124 Menyangkut soal positioning dalam rapat sempat tercetus menjadikan Dagadu sebagai “Tanda Baca dari Djokdja”, yaitu Dagadu mengungkapkan desain produk dengan semiotis juga menyuarakan kritik terhadap kota. Namun ide ini dibatalkan, dan lebih dipilih positioning yang lama.
Brand Dagadu menyasar pasar dengan Socio Economic Status (SES), A, dan B. Profil konsumen yang akan membeli produk Dagadu adalah konsumen yang berpikir dan cinta Yogyakarta, dengan karakter konsumen yang pintar, senang humor, dan berminat pada isu perkotaan, budaya, dan semua hal tentang Yogyakarta.
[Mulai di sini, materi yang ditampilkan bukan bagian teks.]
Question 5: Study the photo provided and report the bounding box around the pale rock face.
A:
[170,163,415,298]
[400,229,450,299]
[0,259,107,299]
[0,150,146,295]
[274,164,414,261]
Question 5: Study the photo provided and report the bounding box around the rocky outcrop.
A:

Hal ini dikuatkan dengan tagline yang tetap menggunakan tagline lama : Smart, Smile&, Djokdja.
Sementara saat mendesain profile DGD, Tim Perumus Rebranding berfokus pada target pasar yang mau disasar yaitu kaum urbanites, kelas SES A dan B, dengan rentang usia 18-35 tahun atau orang-orang dengan semangat muda (young at heart). Dengan menggunakan konsep kata ini maka mulai dicari lebih dalam hal-hal yang berhubungan dengan karakter konsumen DGD. Tagline yang diusung adalah “Nature. Culture. Nurture.” , hal ini juga mencerminkan desain produk DGD yang banyak mengolah desain alam, budaya, dengan tujuan memelihara budaya Indonesia.